Pancake Day in New Zealand

Shrove Tuesday is the day before Ash Wednesday and is observed in many Christian countries, including New Zealand. What makes New Zealand different is that they celebrate by having a pancake race. Pancake Day started around A.D. 600, when Pope St. Gregory prohibited Christians from eating meat during Lent. So, Christians made pancakes to use up their supply of eggs, milk and butter in preparation for Lent. Not satisfied to simply eat pancakes on Shrove Tuesday, some enter into the time honored tradition of the pancake race. Generally, it is a relay race between teams, with each team equipped with a frying pan with a pancake in it. Each team member runs the length of a track, flipping the pancake along the way, then handing the pan to their teammate when they reach the end.

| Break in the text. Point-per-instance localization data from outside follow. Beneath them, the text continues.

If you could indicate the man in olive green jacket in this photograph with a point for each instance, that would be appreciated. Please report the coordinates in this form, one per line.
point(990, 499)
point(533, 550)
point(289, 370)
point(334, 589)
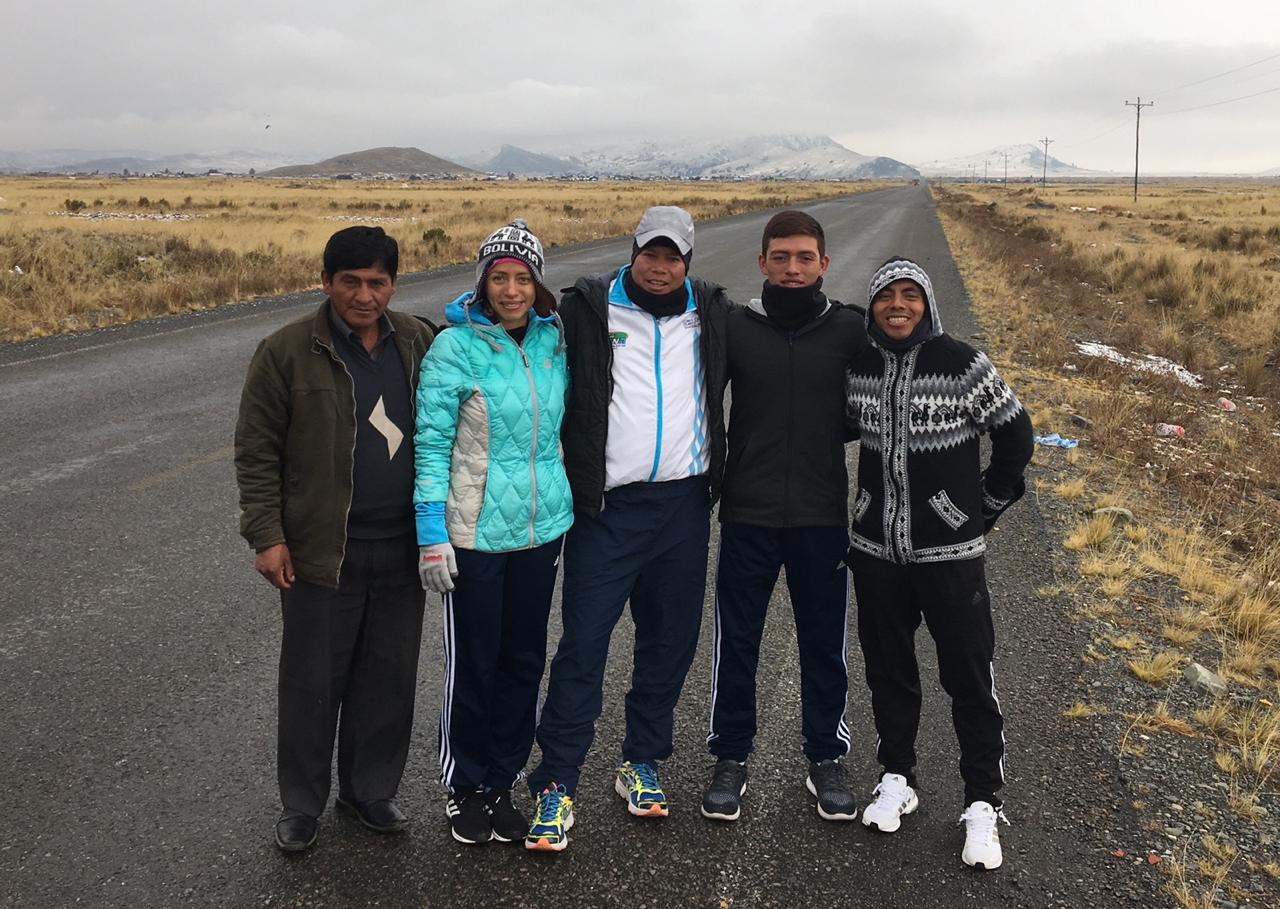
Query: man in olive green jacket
point(324, 461)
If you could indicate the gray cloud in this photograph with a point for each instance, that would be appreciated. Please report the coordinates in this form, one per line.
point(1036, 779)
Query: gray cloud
point(917, 80)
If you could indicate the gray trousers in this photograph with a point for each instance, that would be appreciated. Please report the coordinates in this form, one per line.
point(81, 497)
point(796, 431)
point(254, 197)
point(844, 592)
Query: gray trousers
point(350, 654)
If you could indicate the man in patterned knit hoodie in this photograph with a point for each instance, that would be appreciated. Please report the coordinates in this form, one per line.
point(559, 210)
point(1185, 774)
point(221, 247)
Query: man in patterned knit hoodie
point(922, 400)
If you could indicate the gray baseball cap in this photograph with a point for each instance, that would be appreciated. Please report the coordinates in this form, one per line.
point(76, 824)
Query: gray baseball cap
point(670, 222)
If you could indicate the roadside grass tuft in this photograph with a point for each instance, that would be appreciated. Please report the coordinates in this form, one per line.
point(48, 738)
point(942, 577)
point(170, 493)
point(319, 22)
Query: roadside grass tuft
point(1080, 711)
point(1093, 533)
point(1215, 717)
point(1070, 490)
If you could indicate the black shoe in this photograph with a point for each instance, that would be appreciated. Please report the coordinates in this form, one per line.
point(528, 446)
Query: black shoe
point(295, 831)
point(828, 785)
point(722, 798)
point(469, 816)
point(382, 816)
point(508, 823)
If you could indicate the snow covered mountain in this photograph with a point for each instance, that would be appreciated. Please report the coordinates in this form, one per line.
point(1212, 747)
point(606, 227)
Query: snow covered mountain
point(752, 158)
point(117, 161)
point(1024, 161)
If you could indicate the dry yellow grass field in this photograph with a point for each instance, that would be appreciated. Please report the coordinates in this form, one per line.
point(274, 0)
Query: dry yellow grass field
point(85, 252)
point(1189, 273)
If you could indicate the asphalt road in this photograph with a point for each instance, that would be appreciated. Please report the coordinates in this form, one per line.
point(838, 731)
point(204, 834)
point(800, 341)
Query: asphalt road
point(138, 648)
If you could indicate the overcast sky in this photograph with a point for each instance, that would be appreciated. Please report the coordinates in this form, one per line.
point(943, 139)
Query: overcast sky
point(913, 80)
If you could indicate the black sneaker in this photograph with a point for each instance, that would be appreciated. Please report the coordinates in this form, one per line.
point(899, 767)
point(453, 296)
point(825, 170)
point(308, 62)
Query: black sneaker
point(828, 785)
point(508, 823)
point(722, 798)
point(469, 817)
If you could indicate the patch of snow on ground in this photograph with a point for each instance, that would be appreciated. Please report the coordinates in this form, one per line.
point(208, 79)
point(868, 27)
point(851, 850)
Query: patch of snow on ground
point(1148, 362)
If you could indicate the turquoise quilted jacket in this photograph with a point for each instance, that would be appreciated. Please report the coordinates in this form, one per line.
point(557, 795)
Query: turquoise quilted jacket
point(488, 467)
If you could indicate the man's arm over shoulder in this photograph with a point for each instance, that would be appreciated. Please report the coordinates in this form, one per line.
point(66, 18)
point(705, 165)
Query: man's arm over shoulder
point(261, 429)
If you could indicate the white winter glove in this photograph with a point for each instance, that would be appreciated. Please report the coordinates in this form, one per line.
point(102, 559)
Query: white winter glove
point(437, 566)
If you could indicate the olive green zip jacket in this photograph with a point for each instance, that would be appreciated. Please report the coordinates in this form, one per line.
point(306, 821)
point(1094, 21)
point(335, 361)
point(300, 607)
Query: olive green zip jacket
point(296, 441)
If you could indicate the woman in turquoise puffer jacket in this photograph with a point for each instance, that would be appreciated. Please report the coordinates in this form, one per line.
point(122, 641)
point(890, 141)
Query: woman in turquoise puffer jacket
point(493, 503)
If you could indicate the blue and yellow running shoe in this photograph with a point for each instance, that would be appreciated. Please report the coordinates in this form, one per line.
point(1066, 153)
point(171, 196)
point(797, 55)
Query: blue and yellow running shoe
point(553, 816)
point(638, 784)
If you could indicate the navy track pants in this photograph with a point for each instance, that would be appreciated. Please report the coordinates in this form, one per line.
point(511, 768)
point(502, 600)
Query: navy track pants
point(494, 654)
point(648, 544)
point(748, 569)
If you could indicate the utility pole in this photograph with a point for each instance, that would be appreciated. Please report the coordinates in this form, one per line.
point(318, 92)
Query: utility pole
point(1138, 106)
point(1045, 173)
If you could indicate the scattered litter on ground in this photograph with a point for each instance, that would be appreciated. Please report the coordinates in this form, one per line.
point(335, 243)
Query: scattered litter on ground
point(1056, 441)
point(1148, 362)
point(126, 215)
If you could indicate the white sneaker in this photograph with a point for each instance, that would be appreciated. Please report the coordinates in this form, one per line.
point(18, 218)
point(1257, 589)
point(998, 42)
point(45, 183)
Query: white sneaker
point(981, 837)
point(894, 799)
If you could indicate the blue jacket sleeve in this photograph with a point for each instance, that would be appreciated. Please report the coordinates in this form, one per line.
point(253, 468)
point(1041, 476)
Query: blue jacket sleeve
point(444, 382)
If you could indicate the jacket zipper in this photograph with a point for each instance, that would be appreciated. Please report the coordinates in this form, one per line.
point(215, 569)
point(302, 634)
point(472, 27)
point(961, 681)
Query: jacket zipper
point(888, 444)
point(533, 453)
point(657, 384)
point(351, 474)
point(791, 412)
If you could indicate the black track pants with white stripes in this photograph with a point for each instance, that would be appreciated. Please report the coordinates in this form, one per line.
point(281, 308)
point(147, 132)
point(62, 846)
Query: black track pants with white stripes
point(746, 572)
point(494, 654)
point(956, 607)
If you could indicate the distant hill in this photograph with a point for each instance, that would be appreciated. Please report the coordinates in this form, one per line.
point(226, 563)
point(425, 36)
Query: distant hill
point(753, 158)
point(1024, 161)
point(385, 160)
point(512, 159)
point(117, 161)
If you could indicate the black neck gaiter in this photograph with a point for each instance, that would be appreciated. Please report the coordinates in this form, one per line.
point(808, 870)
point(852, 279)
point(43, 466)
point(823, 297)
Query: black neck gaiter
point(792, 306)
point(657, 304)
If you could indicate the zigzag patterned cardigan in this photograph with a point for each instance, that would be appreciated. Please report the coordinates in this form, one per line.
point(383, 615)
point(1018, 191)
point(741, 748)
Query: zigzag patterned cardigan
point(923, 496)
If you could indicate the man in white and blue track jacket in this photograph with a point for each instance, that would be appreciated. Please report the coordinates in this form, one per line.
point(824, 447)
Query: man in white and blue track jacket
point(644, 448)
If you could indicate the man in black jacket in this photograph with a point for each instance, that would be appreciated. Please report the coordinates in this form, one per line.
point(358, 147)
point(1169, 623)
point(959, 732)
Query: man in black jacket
point(644, 447)
point(785, 503)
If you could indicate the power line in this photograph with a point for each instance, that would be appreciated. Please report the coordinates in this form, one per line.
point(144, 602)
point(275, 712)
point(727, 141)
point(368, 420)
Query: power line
point(1215, 104)
point(1138, 105)
point(1216, 76)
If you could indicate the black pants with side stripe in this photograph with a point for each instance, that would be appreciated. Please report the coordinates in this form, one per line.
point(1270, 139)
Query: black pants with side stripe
point(746, 572)
point(494, 654)
point(955, 604)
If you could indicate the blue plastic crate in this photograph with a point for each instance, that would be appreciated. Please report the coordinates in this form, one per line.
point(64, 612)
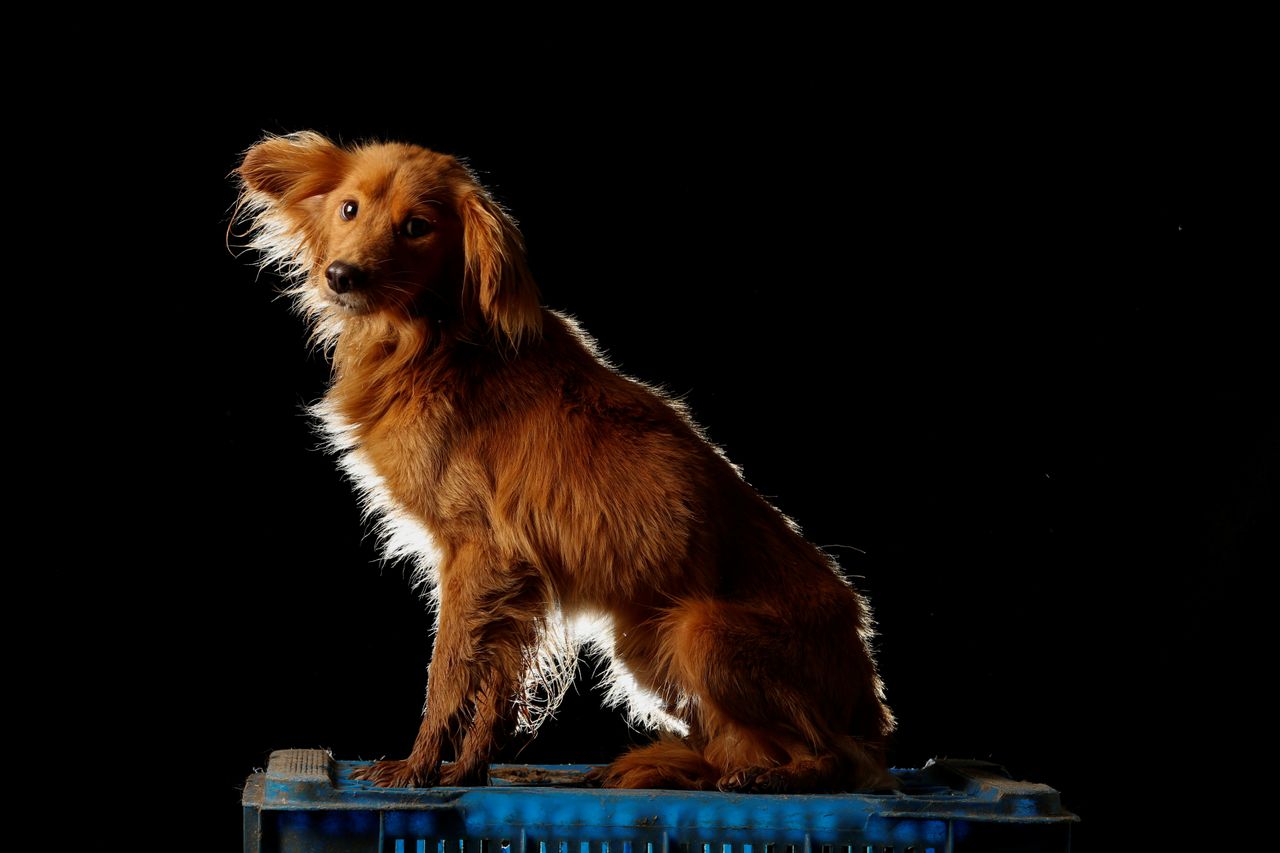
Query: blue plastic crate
point(307, 802)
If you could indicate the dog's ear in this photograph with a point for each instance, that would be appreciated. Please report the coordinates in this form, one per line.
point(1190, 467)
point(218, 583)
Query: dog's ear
point(292, 168)
point(497, 272)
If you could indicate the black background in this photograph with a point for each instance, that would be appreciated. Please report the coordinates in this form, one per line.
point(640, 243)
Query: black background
point(999, 343)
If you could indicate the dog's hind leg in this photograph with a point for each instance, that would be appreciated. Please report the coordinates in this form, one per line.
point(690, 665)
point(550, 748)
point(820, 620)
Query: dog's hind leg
point(776, 714)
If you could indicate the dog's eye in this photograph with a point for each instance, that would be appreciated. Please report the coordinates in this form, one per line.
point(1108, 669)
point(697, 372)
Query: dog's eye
point(417, 227)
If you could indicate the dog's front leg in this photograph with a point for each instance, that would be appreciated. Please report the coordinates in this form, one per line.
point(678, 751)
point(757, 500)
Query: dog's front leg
point(474, 674)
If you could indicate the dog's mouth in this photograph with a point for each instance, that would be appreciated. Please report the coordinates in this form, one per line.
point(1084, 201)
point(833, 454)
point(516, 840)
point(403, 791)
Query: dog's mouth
point(350, 302)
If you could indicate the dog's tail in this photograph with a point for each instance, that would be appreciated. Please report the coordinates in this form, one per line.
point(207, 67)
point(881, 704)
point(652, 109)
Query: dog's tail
point(667, 763)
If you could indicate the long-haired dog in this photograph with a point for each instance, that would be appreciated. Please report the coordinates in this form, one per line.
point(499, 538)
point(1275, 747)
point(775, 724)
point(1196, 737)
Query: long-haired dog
point(549, 500)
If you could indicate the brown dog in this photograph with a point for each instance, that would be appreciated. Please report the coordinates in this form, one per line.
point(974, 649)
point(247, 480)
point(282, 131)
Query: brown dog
point(552, 501)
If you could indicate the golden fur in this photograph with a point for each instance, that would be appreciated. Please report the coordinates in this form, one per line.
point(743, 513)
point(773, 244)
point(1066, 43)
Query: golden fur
point(542, 491)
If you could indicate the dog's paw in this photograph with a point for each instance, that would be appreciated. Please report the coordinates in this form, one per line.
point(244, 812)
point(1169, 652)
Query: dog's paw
point(397, 774)
point(458, 775)
point(740, 781)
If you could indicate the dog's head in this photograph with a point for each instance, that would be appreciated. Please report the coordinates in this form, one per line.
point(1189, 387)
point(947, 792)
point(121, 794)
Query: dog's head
point(385, 229)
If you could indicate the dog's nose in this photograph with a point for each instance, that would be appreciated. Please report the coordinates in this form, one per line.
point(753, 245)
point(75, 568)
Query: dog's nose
point(344, 277)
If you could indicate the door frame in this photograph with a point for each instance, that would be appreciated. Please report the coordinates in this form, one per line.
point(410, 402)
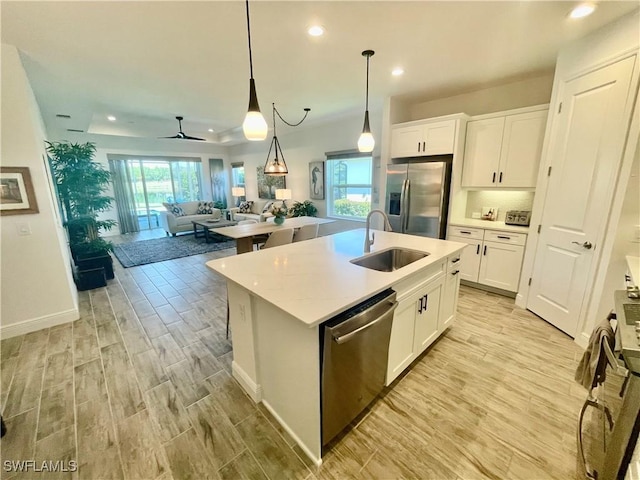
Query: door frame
point(606, 237)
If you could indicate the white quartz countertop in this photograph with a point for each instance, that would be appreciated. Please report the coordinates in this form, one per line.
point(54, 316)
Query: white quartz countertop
point(314, 280)
point(488, 225)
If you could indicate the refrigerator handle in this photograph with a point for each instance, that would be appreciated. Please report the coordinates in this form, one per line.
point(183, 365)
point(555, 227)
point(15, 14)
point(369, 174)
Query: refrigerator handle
point(402, 205)
point(406, 206)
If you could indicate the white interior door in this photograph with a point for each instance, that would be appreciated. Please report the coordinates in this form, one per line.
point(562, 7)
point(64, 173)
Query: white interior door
point(585, 151)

The second team member then runs back along the same track, flipping the pancake as well, and this is repeated two, four, six or however many times depending on the size of the team. The rules can differ, depending on the race, with the key bone of contention being how many times the pancake must be flipped. Some races will only insist on one flip per length of the track, while others will set out flipping points along the way at which you must flip your pancake. Other pancake rules specify that courteous behavior must be strictly observed at all times, frying pans must not be used as weapons, any surplus of eggs or flour must not be propelled in the direction of other teams, and the organizers reserve the right to eject unruly participants.